JIBÓIA
Nome Popular: Jibóia
Espécie: Boa constrictor
Família: Boidae
Caracterização: Serpente de médio a grande porte, pode chegar a 4 metros de comprimento. Seu corpo é cilíndrico, ligeiramente comprimido nas laterais, evidenciando sua forte musculatura constritora. Como toda serpente constritora possuem um corpo volumoso e pesado. Essa espécie tem cor cinza-avermelhada, com um desenho em forma de escada em linhas grossas e escuras. Vive em média 20 anos.
Distribuição: É encontrada na região amazônica do Brasil, Bahia, Norte de Minas Gerais, algumas regiões no norte do Rio de Janeiro, Suriname, Guiana, Venezuela, Peru, Bolívia e Colômbia.
Habitat: Habita os campos e florestas, chegando a ter aversão à água. Costuma ser encontrada entre o folhedo da floresta onde facilmente se disfarça, no meio das nuances claras, pardas, escuras, das folhas secas, formando um conjunto de manchas um todo no qual é difícil distinguí-la.

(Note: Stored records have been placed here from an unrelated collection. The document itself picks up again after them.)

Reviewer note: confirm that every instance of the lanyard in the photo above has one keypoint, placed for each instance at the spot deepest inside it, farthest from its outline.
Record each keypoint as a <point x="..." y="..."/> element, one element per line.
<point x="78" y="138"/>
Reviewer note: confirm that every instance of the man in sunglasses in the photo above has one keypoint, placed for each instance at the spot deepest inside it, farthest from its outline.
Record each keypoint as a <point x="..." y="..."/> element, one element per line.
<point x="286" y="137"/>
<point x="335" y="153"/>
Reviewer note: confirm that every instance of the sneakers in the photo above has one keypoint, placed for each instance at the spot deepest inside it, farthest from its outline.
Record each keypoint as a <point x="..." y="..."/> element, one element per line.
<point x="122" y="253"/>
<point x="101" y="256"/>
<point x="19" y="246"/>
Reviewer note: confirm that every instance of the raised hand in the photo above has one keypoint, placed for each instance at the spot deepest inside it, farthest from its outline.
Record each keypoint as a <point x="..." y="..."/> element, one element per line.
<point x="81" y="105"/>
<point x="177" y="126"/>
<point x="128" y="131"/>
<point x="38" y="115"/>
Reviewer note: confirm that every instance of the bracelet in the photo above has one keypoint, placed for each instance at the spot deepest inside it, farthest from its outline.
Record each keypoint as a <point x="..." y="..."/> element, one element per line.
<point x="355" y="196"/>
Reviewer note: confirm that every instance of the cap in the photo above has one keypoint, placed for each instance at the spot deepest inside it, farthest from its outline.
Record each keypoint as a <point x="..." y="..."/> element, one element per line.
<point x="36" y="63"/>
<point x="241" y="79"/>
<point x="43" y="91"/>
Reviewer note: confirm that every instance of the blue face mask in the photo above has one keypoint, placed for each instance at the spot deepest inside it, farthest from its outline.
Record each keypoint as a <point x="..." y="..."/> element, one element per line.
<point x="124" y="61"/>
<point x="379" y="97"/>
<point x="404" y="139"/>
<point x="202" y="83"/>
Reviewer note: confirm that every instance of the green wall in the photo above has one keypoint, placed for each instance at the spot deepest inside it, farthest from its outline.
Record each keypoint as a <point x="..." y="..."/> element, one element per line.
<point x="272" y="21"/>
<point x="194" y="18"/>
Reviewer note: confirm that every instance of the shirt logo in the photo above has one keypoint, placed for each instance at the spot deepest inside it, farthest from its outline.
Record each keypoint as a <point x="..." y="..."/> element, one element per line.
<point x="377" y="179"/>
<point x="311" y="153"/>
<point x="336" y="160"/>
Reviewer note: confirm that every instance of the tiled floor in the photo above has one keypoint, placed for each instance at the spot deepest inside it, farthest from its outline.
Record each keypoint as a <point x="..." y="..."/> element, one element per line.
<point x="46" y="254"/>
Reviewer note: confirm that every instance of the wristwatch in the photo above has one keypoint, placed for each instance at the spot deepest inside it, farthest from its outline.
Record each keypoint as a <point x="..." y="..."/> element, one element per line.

Hábitos: É semi-arborícola, de hábitos noturnos e crepusculares, pode também apresentar atividade durante o dia. No decorrer do dia é encontrada ora dormindo, ora digerindo, a presa que logra em seus trabalhos noturnos.

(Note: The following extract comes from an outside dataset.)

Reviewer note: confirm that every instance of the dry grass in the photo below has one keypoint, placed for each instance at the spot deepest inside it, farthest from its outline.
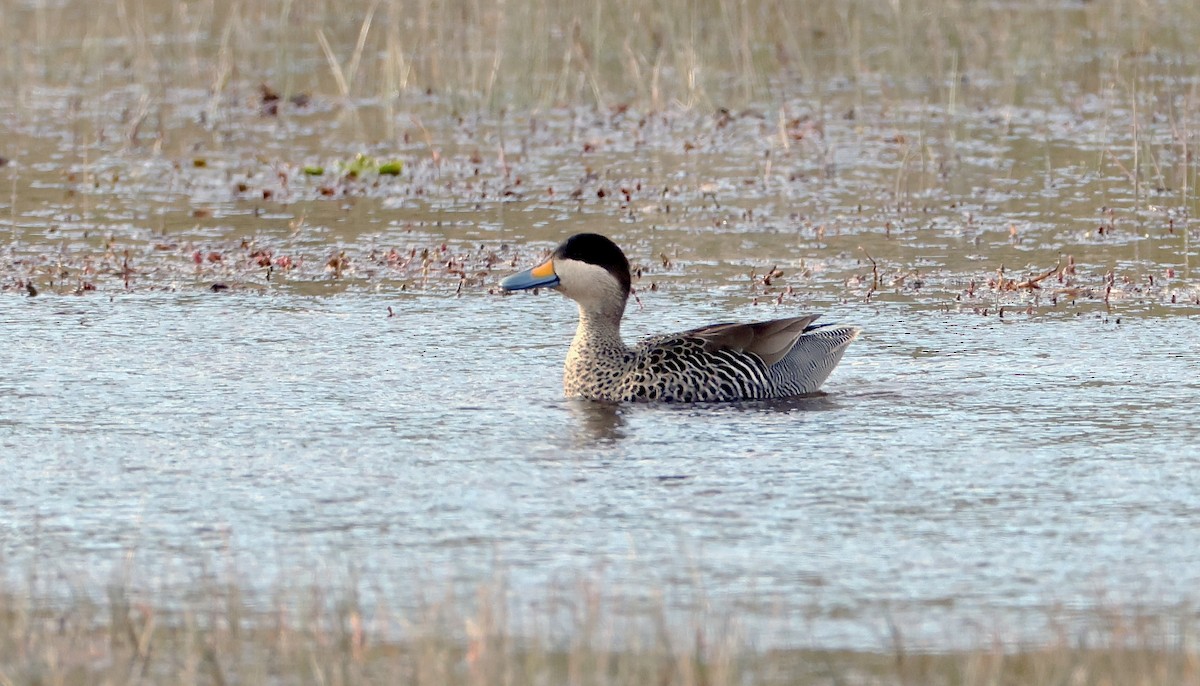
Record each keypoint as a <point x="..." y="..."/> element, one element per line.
<point x="223" y="638"/>
<point x="706" y="53"/>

Alimentação: Alimenta-se basicamente de lagartos, aves e pequenos mamíferos, que matam por constrição. Para capturar a presa, principia, dando-lhe uma rápida mordida, geralmente na região anterior do corpo. Enquanto permanece com a boca cerrada na vítima seu corpo enrola-se em volta dela, abraçando-a até a morte. A digestão é longa, durando em média 15 dias.
Reprodução: As jibóias são ovovivíparas, ou seja, os ovos são retidos no organismo até o momento de nascerem as cobras. Produz de 8 a 49 filhotes por ninhada, após gestação de 127 a 249 dias, que nascem entre novembro e fevereiro. Tais recém-nascidos, ao virem ao mundo, variam de tamanho conforme o desenvolvimento do indivíduo que gerou. A fêmea pode armazenar o esperma do macho para se fecundar depois.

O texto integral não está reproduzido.